0
votes

I am new to Apache beam,I am using Apache beam and as runner using Dataflow in GCP.I am getting following error while executing pipeline.

coder of type class org.apache.beam.sdk.coders.ListCoder has a #structuralValue method which does not return true when the encoding of the elements is equal. Element [Person [businessDay=01042020, departmentId=101, endTime=2020-04-01T09:06:02.000Z, companyId=242, startTime=2020-04-01T09:00:33.000Z], Person [businessDay=01042020, departmentId=101, endTime=2020-04-01T09:07:47.000Z, companyId=242, startTime=2020-04-01T09:06:03.000Z], Person [businessDay=01042020, departmentId=101, endTime=2020-04-01T09:48:25.000Z, companyId=242, startTime=2020-04-01T09:07:48.000Z]]

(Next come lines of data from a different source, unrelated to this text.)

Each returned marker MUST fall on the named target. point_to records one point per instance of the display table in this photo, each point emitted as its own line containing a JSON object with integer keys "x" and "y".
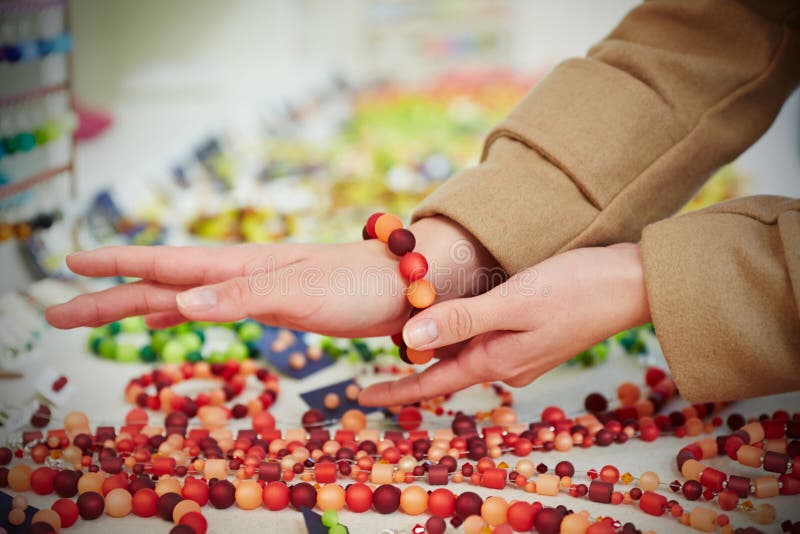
{"x": 100, "y": 384}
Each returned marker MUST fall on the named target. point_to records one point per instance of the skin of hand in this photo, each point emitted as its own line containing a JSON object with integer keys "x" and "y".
{"x": 348, "y": 290}
{"x": 524, "y": 327}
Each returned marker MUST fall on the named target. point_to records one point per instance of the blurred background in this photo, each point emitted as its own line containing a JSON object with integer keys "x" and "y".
{"x": 256, "y": 120}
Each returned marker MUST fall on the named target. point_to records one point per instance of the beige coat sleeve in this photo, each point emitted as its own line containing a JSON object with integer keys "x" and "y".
{"x": 608, "y": 144}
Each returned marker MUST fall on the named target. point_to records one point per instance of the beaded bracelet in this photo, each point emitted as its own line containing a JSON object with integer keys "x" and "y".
{"x": 413, "y": 266}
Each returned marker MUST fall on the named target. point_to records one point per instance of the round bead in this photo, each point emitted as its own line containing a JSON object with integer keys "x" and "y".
{"x": 145, "y": 502}
{"x": 401, "y": 241}
{"x": 67, "y": 510}
{"x": 386, "y": 499}
{"x": 330, "y": 497}
{"x": 385, "y": 225}
{"x": 421, "y": 294}
{"x": 414, "y": 500}
{"x": 413, "y": 266}
{"x": 118, "y": 502}
{"x": 91, "y": 505}
{"x": 222, "y": 494}
{"x": 276, "y": 496}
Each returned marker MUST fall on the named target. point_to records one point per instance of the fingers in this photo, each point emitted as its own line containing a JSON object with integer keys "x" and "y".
{"x": 169, "y": 265}
{"x": 458, "y": 320}
{"x": 164, "y": 319}
{"x": 137, "y": 298}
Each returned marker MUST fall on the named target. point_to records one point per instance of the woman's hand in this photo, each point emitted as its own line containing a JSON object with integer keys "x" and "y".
{"x": 519, "y": 330}
{"x": 348, "y": 290}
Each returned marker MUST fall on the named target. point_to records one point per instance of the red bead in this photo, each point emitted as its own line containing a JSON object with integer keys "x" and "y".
{"x": 276, "y": 496}
{"x": 712, "y": 479}
{"x": 358, "y": 497}
{"x": 442, "y": 502}
{"x": 401, "y": 241}
{"x": 652, "y": 503}
{"x": 413, "y": 266}
{"x": 67, "y": 510}
{"x": 370, "y": 226}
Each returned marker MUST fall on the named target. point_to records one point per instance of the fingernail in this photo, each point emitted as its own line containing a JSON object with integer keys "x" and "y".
{"x": 420, "y": 333}
{"x": 197, "y": 299}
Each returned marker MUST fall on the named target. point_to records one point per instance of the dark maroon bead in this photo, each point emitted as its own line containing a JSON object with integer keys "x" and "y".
{"x": 595, "y": 402}
{"x": 302, "y": 495}
{"x": 467, "y": 504}
{"x": 548, "y": 521}
{"x": 565, "y": 469}
{"x": 735, "y": 421}
{"x": 401, "y": 242}
{"x": 222, "y": 494}
{"x": 385, "y": 499}
{"x": 692, "y": 490}
{"x": 91, "y": 505}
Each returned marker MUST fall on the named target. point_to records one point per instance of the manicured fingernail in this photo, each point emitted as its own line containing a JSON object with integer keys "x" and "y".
{"x": 420, "y": 333}
{"x": 197, "y": 299}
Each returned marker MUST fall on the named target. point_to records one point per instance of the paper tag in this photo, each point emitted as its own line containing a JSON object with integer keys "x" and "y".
{"x": 44, "y": 386}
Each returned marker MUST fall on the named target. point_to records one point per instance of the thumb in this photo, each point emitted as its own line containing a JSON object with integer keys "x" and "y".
{"x": 451, "y": 321}
{"x": 231, "y": 300}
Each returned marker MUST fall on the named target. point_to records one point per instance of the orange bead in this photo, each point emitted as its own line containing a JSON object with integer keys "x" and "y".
{"x": 414, "y": 500}
{"x": 386, "y": 224}
{"x": 330, "y": 497}
{"x": 248, "y": 495}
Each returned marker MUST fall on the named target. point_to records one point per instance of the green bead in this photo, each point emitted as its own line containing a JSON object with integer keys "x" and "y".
{"x": 147, "y": 354}
{"x": 237, "y": 351}
{"x": 330, "y": 518}
{"x": 108, "y": 348}
{"x": 250, "y": 331}
{"x": 190, "y": 340}
{"x": 132, "y": 325}
{"x": 174, "y": 352}
{"x": 160, "y": 338}
{"x": 127, "y": 353}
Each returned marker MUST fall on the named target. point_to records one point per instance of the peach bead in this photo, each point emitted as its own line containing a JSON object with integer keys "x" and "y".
{"x": 354, "y": 420}
{"x": 648, "y": 481}
{"x": 755, "y": 430}
{"x": 563, "y": 442}
{"x": 382, "y": 474}
{"x": 385, "y": 225}
{"x": 526, "y": 468}
{"x": 330, "y": 497}
{"x": 19, "y": 477}
{"x": 248, "y": 495}
{"x": 118, "y": 502}
{"x": 749, "y": 456}
{"x": 414, "y": 500}
{"x": 765, "y": 487}
{"x": 474, "y": 524}
{"x": 45, "y": 515}
{"x": 691, "y": 469}
{"x": 574, "y": 524}
{"x": 694, "y": 427}
{"x": 494, "y": 510}
{"x": 547, "y": 484}
{"x": 90, "y": 482}
{"x": 628, "y": 393}
{"x": 420, "y": 293}
{"x": 765, "y": 514}
{"x": 704, "y": 519}
{"x": 184, "y": 507}
{"x": 168, "y": 485}
{"x": 215, "y": 468}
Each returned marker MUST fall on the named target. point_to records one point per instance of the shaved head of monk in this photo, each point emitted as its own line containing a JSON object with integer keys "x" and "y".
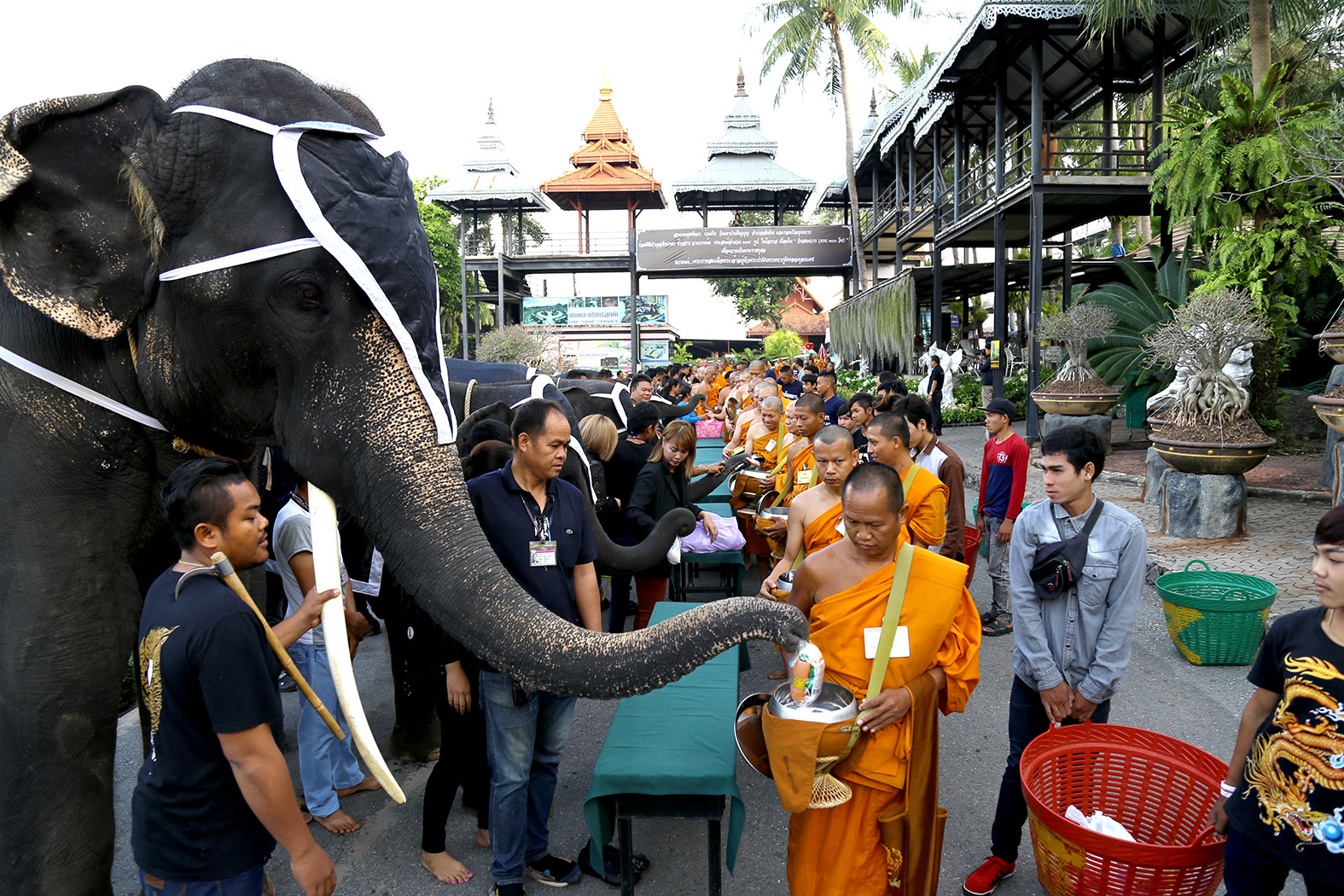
{"x": 771, "y": 411}
{"x": 874, "y": 509}
{"x": 835, "y": 454}
{"x": 811, "y": 413}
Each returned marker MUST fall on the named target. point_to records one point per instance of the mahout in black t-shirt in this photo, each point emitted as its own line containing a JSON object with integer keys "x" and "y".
{"x": 1290, "y": 801}
{"x": 206, "y": 669}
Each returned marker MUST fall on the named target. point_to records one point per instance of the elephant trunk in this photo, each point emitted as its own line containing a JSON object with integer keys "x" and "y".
{"x": 381, "y": 461}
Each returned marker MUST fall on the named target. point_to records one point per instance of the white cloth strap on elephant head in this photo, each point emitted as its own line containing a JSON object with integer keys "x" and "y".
{"x": 352, "y": 191}
{"x": 614, "y": 397}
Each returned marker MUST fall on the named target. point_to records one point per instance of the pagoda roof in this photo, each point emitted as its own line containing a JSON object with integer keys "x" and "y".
{"x": 742, "y": 172}
{"x": 607, "y": 166}
{"x": 490, "y": 182}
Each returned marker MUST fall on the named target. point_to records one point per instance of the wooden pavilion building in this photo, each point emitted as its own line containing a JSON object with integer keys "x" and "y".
{"x": 607, "y": 172}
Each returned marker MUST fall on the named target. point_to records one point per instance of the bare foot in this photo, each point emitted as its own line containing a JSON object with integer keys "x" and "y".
{"x": 369, "y": 783}
{"x": 444, "y": 867}
{"x": 338, "y": 823}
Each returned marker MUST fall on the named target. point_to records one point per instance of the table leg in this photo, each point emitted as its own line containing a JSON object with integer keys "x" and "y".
{"x": 715, "y": 875}
{"x": 626, "y": 858}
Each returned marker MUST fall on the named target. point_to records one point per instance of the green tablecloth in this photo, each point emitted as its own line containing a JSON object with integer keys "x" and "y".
{"x": 673, "y": 741}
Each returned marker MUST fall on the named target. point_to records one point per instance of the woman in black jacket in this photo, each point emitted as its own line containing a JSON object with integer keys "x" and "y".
{"x": 659, "y": 489}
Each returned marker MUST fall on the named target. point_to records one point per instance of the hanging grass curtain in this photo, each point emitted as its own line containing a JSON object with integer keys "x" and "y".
{"x": 881, "y": 323}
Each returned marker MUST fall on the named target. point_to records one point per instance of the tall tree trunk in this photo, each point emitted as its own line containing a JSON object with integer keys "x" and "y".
{"x": 1261, "y": 55}
{"x": 848, "y": 156}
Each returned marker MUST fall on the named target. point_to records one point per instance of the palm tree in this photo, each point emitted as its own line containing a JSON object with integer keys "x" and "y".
{"x": 1215, "y": 23}
{"x": 809, "y": 39}
{"x": 911, "y": 66}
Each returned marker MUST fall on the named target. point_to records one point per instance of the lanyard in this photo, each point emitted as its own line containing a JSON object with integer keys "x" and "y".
{"x": 540, "y": 526}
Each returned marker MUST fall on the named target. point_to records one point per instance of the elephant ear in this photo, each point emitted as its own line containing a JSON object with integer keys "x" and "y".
{"x": 73, "y": 238}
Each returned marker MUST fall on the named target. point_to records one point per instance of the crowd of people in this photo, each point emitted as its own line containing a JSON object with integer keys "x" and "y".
{"x": 872, "y": 507}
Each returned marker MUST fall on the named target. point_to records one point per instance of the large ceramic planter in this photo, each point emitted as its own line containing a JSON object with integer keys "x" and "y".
{"x": 1079, "y": 404}
{"x": 1334, "y": 346}
{"x": 1211, "y": 457}
{"x": 1331, "y": 410}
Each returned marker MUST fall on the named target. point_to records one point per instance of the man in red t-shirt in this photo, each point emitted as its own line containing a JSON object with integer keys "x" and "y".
{"x": 1003, "y": 481}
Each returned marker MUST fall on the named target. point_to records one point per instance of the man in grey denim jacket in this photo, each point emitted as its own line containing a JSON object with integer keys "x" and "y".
{"x": 1072, "y": 650}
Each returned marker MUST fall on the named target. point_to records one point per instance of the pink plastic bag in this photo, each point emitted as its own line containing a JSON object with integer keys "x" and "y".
{"x": 730, "y": 538}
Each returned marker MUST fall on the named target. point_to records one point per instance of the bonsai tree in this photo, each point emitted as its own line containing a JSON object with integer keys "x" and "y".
{"x": 1081, "y": 323}
{"x": 1203, "y": 337}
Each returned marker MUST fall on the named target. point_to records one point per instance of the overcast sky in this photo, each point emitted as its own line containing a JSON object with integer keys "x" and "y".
{"x": 429, "y": 72}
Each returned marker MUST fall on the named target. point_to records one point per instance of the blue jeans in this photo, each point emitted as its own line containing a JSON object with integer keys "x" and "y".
{"x": 324, "y": 762}
{"x": 1027, "y": 720}
{"x": 245, "y": 884}
{"x": 525, "y": 746}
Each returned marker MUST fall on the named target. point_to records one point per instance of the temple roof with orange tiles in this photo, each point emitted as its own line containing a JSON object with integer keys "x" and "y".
{"x": 607, "y": 168}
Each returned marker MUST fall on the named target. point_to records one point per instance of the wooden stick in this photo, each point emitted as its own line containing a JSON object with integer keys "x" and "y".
{"x": 226, "y": 571}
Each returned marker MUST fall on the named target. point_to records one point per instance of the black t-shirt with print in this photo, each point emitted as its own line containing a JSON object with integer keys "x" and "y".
{"x": 1290, "y": 800}
{"x": 206, "y": 671}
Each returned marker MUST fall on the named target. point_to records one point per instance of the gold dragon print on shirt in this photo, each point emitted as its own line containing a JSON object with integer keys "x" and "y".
{"x": 1306, "y": 753}
{"x": 151, "y": 683}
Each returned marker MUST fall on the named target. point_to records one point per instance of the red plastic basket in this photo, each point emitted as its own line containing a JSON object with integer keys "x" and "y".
{"x": 1159, "y": 788}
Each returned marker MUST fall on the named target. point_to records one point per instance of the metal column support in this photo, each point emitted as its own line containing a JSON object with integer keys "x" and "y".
{"x": 462, "y": 259}
{"x": 1037, "y": 226}
{"x": 1068, "y": 271}
{"x": 935, "y": 334}
{"x": 635, "y": 316}
{"x": 1000, "y": 299}
{"x": 1000, "y": 126}
{"x": 957, "y": 163}
{"x": 874, "y": 224}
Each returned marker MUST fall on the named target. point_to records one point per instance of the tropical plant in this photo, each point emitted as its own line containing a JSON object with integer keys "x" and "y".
{"x": 1201, "y": 336}
{"x": 682, "y": 353}
{"x": 1140, "y": 306}
{"x": 1238, "y": 173}
{"x": 783, "y": 343}
{"x": 1074, "y": 328}
{"x": 809, "y": 41}
{"x": 755, "y": 299}
{"x": 441, "y": 231}
{"x": 531, "y": 344}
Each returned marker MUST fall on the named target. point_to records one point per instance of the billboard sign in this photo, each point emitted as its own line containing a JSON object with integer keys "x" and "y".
{"x": 806, "y": 249}
{"x": 594, "y": 311}
{"x": 596, "y": 353}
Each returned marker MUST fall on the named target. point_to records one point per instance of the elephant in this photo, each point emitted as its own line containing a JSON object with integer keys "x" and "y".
{"x": 119, "y": 362}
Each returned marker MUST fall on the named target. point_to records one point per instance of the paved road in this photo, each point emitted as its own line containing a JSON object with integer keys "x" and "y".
{"x": 1161, "y": 692}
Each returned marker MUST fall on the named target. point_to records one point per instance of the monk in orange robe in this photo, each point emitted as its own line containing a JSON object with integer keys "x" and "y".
{"x": 887, "y": 839}
{"x": 888, "y": 442}
{"x": 815, "y": 516}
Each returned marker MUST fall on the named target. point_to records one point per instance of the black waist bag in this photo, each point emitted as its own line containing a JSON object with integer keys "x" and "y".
{"x": 1059, "y": 564}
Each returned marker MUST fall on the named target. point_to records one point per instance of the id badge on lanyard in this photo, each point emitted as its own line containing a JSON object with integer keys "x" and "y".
{"x": 540, "y": 551}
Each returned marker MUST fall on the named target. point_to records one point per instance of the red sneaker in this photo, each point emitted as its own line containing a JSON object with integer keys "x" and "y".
{"x": 986, "y": 877}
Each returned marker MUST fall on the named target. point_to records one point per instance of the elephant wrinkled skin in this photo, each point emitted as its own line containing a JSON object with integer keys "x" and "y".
{"x": 98, "y": 194}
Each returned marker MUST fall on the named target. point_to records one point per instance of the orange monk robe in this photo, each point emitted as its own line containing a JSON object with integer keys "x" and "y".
{"x": 839, "y": 852}
{"x": 928, "y": 498}
{"x": 824, "y": 531}
{"x": 799, "y": 476}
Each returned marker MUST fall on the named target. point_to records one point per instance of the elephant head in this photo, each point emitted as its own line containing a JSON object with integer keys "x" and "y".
{"x": 100, "y": 198}
{"x": 288, "y": 350}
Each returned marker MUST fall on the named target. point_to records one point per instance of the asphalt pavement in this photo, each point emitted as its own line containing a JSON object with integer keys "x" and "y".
{"x": 1161, "y": 692}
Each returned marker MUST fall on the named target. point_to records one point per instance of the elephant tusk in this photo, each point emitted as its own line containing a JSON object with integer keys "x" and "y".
{"x": 327, "y": 573}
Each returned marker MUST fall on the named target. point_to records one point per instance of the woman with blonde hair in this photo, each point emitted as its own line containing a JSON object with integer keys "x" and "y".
{"x": 659, "y": 489}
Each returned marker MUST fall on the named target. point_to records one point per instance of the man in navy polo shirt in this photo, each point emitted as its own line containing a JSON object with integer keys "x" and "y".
{"x": 538, "y": 526}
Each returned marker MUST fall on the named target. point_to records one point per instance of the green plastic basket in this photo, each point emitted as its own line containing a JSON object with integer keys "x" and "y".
{"x": 1215, "y": 618}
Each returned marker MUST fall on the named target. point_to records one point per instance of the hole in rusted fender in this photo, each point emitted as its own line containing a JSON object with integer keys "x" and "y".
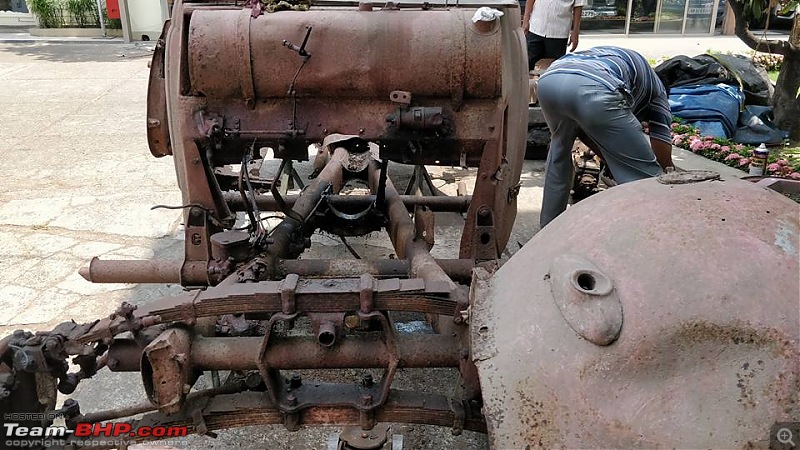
{"x": 591, "y": 282}
{"x": 586, "y": 281}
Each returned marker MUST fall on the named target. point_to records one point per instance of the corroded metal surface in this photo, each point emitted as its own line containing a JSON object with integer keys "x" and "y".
{"x": 708, "y": 354}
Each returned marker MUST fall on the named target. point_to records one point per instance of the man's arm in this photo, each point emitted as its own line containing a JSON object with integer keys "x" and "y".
{"x": 576, "y": 28}
{"x": 526, "y": 17}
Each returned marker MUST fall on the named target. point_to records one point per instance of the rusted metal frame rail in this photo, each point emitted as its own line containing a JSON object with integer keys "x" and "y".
{"x": 302, "y": 352}
{"x": 168, "y": 272}
{"x": 204, "y": 413}
{"x": 435, "y": 203}
{"x": 413, "y": 295}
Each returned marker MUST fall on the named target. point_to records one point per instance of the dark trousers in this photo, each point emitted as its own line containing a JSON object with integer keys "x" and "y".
{"x": 541, "y": 47}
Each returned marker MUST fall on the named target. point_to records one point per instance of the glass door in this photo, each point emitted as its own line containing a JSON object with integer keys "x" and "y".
{"x": 604, "y": 16}
{"x": 642, "y": 16}
{"x": 670, "y": 16}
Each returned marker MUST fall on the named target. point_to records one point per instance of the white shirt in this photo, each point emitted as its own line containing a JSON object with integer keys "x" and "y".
{"x": 553, "y": 18}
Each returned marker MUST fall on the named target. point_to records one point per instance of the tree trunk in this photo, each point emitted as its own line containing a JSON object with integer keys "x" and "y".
{"x": 785, "y": 102}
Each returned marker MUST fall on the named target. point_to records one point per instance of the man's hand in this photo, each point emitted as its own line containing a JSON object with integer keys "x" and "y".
{"x": 576, "y": 28}
{"x": 572, "y": 43}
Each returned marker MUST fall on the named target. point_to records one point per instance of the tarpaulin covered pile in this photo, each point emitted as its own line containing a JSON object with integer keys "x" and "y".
{"x": 723, "y": 96}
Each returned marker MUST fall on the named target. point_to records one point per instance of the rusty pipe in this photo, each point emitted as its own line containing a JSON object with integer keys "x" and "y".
{"x": 116, "y": 271}
{"x": 134, "y": 271}
{"x": 457, "y": 269}
{"x": 286, "y": 232}
{"x": 402, "y": 233}
{"x": 304, "y": 352}
{"x": 326, "y": 333}
{"x": 439, "y": 203}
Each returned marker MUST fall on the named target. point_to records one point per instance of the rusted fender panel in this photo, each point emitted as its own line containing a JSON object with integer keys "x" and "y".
{"x": 649, "y": 315}
{"x": 354, "y": 54}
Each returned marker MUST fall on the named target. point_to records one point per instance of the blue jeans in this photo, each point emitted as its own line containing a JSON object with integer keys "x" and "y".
{"x": 571, "y": 102}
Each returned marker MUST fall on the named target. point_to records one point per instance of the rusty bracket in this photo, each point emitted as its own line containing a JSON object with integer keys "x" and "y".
{"x": 513, "y": 192}
{"x": 459, "y": 416}
{"x": 292, "y": 396}
{"x": 288, "y": 288}
{"x": 424, "y": 224}
{"x": 166, "y": 370}
{"x": 366, "y": 292}
{"x": 484, "y": 240}
{"x": 194, "y": 271}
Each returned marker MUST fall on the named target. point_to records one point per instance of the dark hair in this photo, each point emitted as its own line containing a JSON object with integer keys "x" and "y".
{"x": 664, "y": 81}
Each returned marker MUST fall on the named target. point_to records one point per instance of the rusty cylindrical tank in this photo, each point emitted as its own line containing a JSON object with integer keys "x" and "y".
{"x": 650, "y": 315}
{"x": 223, "y": 81}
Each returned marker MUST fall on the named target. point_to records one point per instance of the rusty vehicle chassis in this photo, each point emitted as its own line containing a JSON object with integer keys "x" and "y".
{"x": 228, "y": 85}
{"x": 172, "y": 339}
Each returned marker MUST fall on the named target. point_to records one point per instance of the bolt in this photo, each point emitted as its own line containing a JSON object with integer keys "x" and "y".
{"x": 367, "y": 380}
{"x": 366, "y": 400}
{"x": 253, "y": 380}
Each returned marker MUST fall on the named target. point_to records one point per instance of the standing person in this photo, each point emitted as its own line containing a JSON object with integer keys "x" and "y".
{"x": 547, "y": 23}
{"x": 605, "y": 93}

PCollection is like PCollection< KV < String,List < Person > > > and PCollection< KV < String,Iterable < List < Person > > > >

I have implemented Person as serializable POJO class and override equals and hash method also.But i think i need to write custom ListCoder for person also and register in the pipeline. I am not sure how to resolve this issue,please help.

1

1 Answers

1
votes

Here is a working example. If you clone the repo, under the playground root dir, run ./gradlew run, then you can verify the effect. You could also run with ./gradlew run --args='--runner=DataflowRunner --project=$YOUR_PROJECT_ID --tempLocation=gs://xxx/staging --stagingLocation=gs://xxx/staging' to run it on Dataflow.

The Person class should look like this if you build it from scratch:

class Person implements Serializable {
  public Person(
      String businessDay,
      String departmentId,
      String companyId
  ) {
    this.businessDay = businessDay;
    this.departmentId = departmentId;
    this.companyId = companyId;
  }

  public String companyId() {
    return companyId;
  }

  public String businessDay() {
    return businessDay;
  }

  public String departmentId() {
    return departmentId;
  }

  @Override
  public boolean equals(Object other) {
    if (this == other) {
      return true;
    }
    if (other == null) {
      return false;
    }
    if (getClass() != other.getClass()) {
      return false;
    }
    Person otherPerson = (Person) other;
    return this.businessDay.equals(otherPerson.businessDay)
        && this.departmentId.equals(otherPerson.departmentId)
        && this.companyId.equals(otherPerson.companyId);
  }

  @Override
  public int hashCode(){
    return Objects.hash(this.businessDay, this.departmentId, this.companyId);
  }

  private final String businessDay;
  private final String departmentId;
  private final String companyId;
}

I recommend

  • using AutoValue instead of creating POJO from scratch. Here are some examples. You can view the whole project here. The advantage is that you don't have to implement the equals and hashCode from scratch every time you create a new object type.

  • In the KV, if the key is an iterable such as a List, wrap it in an object and explicitly deterministically serialize it (example) because the serialization in Java is underterministic.